Level 1: DuckDB Multi-Source Queries (Simplest)
What: DuckDB can query multiple data sources simultaneously — mix of SQL databases, CSV files, Parquet files — in a single query.
Why it's already a "warehouse": You get unified access to data from multiple OLTP sources without any sync infrastructure.
When it's enough: When you need ad-hoc analytics across sources and can tolerate querying live data.
-- Query mixing PostgreSQL, CSV, and Parquet in one statement
SELECT
o.customer_id,
c.name,
SUM(o.amount) as total
FROM postgres_scan('...', 'orders') o
JOIN read_csv('customers.csv') c ON o.customer_id = c.id
JOIN read_parquet('products/*.parquet') p ON o.product_id = p.id
GROUP BY o.customer_id, c.name
Performance: DuckDB is already very fast for OLAP queries — often "just enough."
Level 2: DuckDB Sync — Byte-to-Byte Replication
What: Replicate OLTP data to a local DuckDB database on a schedule (nightly, hourly).
Why scale to this:
- •Need faster queries (local data vs. network calls)
- •Don't want analytics queries hitting production OLTP
- •Need consistent snapshots for reporting
Schema: Same as OLTP (byte-to-byte copy).
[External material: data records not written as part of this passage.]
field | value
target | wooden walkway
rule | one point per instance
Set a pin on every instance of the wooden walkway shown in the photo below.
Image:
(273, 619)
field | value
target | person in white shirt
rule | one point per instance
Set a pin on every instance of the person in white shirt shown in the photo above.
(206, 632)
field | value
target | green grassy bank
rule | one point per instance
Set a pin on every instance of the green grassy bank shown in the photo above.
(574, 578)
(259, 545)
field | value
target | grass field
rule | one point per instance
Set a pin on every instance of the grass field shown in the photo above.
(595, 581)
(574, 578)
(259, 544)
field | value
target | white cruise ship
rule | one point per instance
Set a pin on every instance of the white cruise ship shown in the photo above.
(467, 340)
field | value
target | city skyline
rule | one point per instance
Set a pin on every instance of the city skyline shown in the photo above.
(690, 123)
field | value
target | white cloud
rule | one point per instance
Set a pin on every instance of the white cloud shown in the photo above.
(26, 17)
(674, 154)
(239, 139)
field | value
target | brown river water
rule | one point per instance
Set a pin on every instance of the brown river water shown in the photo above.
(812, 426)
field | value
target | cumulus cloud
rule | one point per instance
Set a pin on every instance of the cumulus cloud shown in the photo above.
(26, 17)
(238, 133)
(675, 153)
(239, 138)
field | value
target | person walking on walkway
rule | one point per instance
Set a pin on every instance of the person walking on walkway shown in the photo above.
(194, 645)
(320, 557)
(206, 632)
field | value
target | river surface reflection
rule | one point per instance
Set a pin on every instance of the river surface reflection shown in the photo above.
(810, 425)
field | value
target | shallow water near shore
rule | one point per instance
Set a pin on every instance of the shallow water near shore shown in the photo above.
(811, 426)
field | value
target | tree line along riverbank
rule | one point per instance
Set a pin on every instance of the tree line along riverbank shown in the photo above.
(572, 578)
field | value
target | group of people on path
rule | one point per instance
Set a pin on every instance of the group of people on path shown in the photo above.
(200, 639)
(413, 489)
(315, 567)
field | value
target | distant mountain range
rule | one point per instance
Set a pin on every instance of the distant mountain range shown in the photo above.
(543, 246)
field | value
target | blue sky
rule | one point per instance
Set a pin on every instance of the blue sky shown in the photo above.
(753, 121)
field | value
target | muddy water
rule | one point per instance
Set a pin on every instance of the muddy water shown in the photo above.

Implementation: ETL cron job that:
- •Extracts from OLTP sources
- •Loads into DuckDB tables (same structure)
Performance gains:
- •Local data (no network latency)
- •DuckDB's columnar engine optimized for analytics
Level 3: DuckDB Sync — Star Schema (Denormalized)
What: Transform OLTP data into a denormalized star schema in DuckDB.
Why scale to this:
- •Normalized OLTP schemas are slow for analytics (many JOINs)
- •Need blazing fast dashboard queries
- •Business wants pre-aggregated metrics
Schema: Star schema with:
- •Fact tables — transactions, events, measures
- •Dimension tables — customers, products, dates, regions
Implementation: ETL job with transformations:
- •Extract from OLTP
- •Transform into star schema (denormalize, pre-aggregate)
- •Load into DuckDB
Performance: Dramatically faster — queries hit wide, flat tables instead of normalized JOINs.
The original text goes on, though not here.